The authoritarianism+ characters are thus powerful, wealthy, and have a strong sense of entitlement. There also is self-perpetuation through various combinations of lineage, propaganda, co-option, blackmail, or brute force (incarcerations, torture, kidnappings, disappearances, extra-judicial killings and outright murders). There is unconcern about the legitimacy of power, and the toolkit for attaining it by any means is comprehensive, including: varying degrees of oppression of the opposition; creation of legal or often not-so-legal hurdles in opposing candidates contesting elections; gerrymandering of constituencies and tampering of voters’ lists, and rigging, pre-poll, on election day, and in the tampering and declaration of results post-election. Consequently, such characters and their families and those they patronise have been directly and/or indirectly in power throughout the country’s history.
Most importantly, authoritarian+ politics have eroded and, in many instances inverted, the moral bases of social interaction and politics, and fractured the social contract. In the authoritarianism+ moral ecology, logic and rationality are notable by their absence. ‘Truth’ is defined by the powerful without concern for facts. Lying by omission or commission and rampant hypocrisy are the norms. Trust is a fool’s venture, which is often costly and painful, so relationships are opportunistic and transactional. Might is unashamedly right, so the application, or not, of law depends on ‘title’ and not criminal actions or innocence.

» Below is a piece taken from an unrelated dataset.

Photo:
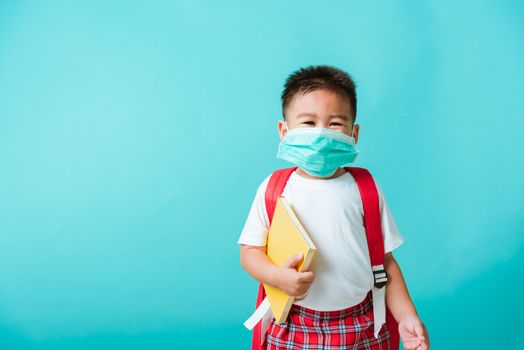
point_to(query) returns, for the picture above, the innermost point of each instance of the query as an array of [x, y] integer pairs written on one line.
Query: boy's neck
[[339, 172]]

The imprints of authoritarianism+ on politics, morality and society have given rise to an order where the powerful few continue getting more powerful, the rich even richer, and the unaccountable more unaccountable. At the same time the majority that is oppressed are more oppressed, and their rights of life, property, justice, free association and speech and equality of socioeconomic opportunity continue declining. However, with increasing awareness, there is questioning of, and resistance to, the authoritarian+ order. That in turn has increased the extent and intensity of the oppression, which then raises the spread and intensity of resistance. And so goes on the escalating battle between the, broadly speaking, two arcs of morality and politics in Pakistan.